Река Эмерсона — почти сплошные пороги. Вспышка и блеск фразы за фразой утомляют меня через некоторое время. Но для короткого путешествия ничто не может быть более оживленным и стимулирующим. Я читаю по одному эссе за раз и встаю освеженным.

Но секрет силы Эмерсона (если изменить образ) — в вине, которое он предлагает, а не в чаше, в которую он его наливает. Его великое слово — «самоопора» — проходит через все его писания и пронизывает все, что он говорит. Временами оно подается в экстремальной форме и может привести, если следовать ему опрометчиво, к интеллектуальному тщеславию и глупости. Но оно уравновешивается другими словами, не менее мощными — самокритика, скромность, внимание, благоразумие и благоговение. Он — стремящийся, обнадеживающий учитель молодежи; исправляющий глупости острым умом; поощряющий благородные амбиции; делающий лицо природы светящимся от сияния поэтического воображения; и возвышающий жизнь идеальным патриотизмом и широкой человечностью. Во всех его писаниях чувствуется безмятежное, возвышенное влияние здравого и очищенного оптимизма, веры, которая утверждает, среди многих явлений, которые темны, таинственны и ужасающи, что Добро сильнее Зла и в конце концов победит повсюду.

Прочитайте, что он говорит в эссе под названием «Компенсация»: «Нет наказания за добродетель; нет наказания за мудрость; они являются надлежащими дополнениями бытия. В добродетельном действии я должным образом есть; в добродетельном акте я добавляю к миру; я сажаю в пустыни, завоеванные у Хаоса и Ничто, и вижу, как тьма отступает на границах горизонта. Не может быть излишества в любви, никакого в знании, никакого в красоте, когда эти атрибуты рассматриваются в чистейшем смысле. Душа отказывается от ограничений и всегда утверждает Оптимизм, никогда не Пессимизм».

Это та нота, которая приносит храбрую радость слуху юности.

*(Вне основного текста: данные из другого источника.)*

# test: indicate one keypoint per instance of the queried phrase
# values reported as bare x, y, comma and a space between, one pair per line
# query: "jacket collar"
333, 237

Старость с радостью прислушивается к той же ноте в более глубокой, более тихой музыке стихотворения Эмерсона «Терминус».

“As the bird trims her to the gale,

I trim myself to the storm of time,

I man the rudder, reef the sail,

Obey the voice at eve obeyed at prime:

‘Lowly faithful, banish fear,

Right onward drive unharmed;

The port, well worth the cruise, is near,

And every wave is charmed.’”

АВАНТЮРИСТ В БАРХАТНОЙ КУРТКЕ

Так галантно он предстает перед моим мысленным взором, когда я делаю паузу при перечитывании одной из его книг и вызываю фантазм автора — Роберта Льюиса Стивенсона, джентльмена-авантюриста в жизни и литературе, его карие глаза сияют на смуглом лице, его худое, долготерпеливое тело украшено черной бархатной курткой.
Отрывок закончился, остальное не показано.